The two antineutrino detectors in China before the pool was filled with ultrapure water. The pool is lined with photomultiplier tubes to track any highly energetic cosmic rays that make it all the way through the overlying rock. Credit: Handout

The search to understand why matter dominates antimatter in the universe will be aided by a new experiment by Brookhaven National Laboratory and two partners in California and China.

After eight years of planning and construction, the Daya Bay Reactor Neutrino Experiment started this week in an underground facility in the mountains of southern China near the Daya Bay nuclear power plant.

The goal is to gather more information about neutrinos, the uncharged particles produced in nuclear reactions, such as those in the sun and power plants.

The experiment also involves scientists from the Institute of High Energy Physics of the Chinese Academy of Sciences, and the U.S. Department of Energy's Lawrence Berkeley National Laboratory in California.
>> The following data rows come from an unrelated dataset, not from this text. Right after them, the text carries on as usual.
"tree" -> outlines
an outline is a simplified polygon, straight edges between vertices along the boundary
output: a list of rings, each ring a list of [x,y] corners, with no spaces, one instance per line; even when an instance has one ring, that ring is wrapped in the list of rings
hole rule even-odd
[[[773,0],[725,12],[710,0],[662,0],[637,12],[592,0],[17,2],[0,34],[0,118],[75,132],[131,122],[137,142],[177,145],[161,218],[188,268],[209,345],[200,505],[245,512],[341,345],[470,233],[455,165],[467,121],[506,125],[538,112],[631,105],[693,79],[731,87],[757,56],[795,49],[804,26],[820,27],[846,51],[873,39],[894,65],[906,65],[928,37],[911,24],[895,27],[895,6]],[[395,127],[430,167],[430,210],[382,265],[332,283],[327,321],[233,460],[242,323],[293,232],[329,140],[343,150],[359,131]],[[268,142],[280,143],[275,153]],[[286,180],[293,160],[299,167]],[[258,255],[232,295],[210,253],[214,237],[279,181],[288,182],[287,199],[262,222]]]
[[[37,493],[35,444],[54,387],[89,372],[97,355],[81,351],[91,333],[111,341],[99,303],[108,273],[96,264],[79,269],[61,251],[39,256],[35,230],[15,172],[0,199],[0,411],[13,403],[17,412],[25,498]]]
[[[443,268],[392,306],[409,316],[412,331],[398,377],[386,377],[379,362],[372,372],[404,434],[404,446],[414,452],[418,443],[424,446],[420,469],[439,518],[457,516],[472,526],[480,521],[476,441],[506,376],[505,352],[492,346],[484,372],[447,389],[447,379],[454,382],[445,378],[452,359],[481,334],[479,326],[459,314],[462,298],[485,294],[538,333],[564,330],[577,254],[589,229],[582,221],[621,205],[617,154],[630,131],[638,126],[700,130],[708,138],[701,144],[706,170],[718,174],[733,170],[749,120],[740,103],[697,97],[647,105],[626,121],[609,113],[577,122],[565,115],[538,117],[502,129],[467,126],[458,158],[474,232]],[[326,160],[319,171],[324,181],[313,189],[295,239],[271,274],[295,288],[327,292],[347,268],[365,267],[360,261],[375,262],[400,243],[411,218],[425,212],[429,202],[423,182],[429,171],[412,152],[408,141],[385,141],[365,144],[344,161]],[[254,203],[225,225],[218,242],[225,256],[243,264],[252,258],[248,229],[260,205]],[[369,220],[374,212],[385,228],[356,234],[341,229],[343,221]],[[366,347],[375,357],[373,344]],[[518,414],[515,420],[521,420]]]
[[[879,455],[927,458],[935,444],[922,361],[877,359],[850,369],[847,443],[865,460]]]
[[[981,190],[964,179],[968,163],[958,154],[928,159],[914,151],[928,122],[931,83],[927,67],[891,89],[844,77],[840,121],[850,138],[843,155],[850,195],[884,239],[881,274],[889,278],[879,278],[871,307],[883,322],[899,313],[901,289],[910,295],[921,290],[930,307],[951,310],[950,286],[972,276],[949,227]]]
The Brookhaven scientists "helped to design . . . the pool of water that the detectors sit in," said physicist David Jaffe of Brookhaven. "We helped design the software system."

Jaffe is working on the experiment along with the experiment's chief scientist, Steve Kettell, and chief engineer, Ralph Brown, both of Brookhaven.

After the Big Bang, matter and antimatter were created in equal quantities but antimatter has disappeared over time, in what Jaffe called "one of the great mysteries of physics."

Among the international scientific community, the Daya Bay experiment is considered the foremost effort in neutrino physics, Jaffe said.

"It's like there are six pieces in this puzzle for neutrino mixing. We know four of the pieces pretty well. One of the pieces we don't know anything about," Jaffe said. "The last one, we know a little bit about."

The Daya Bay experiment is built to gain more data about the little-known puzzle piece, including making very precise measurements of the neutrinos' oscillations.

"So we designed the detector to be much more sensitive than previous detectors," Jaffe said. "The reason for trying to measure this is to get a full picture of neutrino phenomena."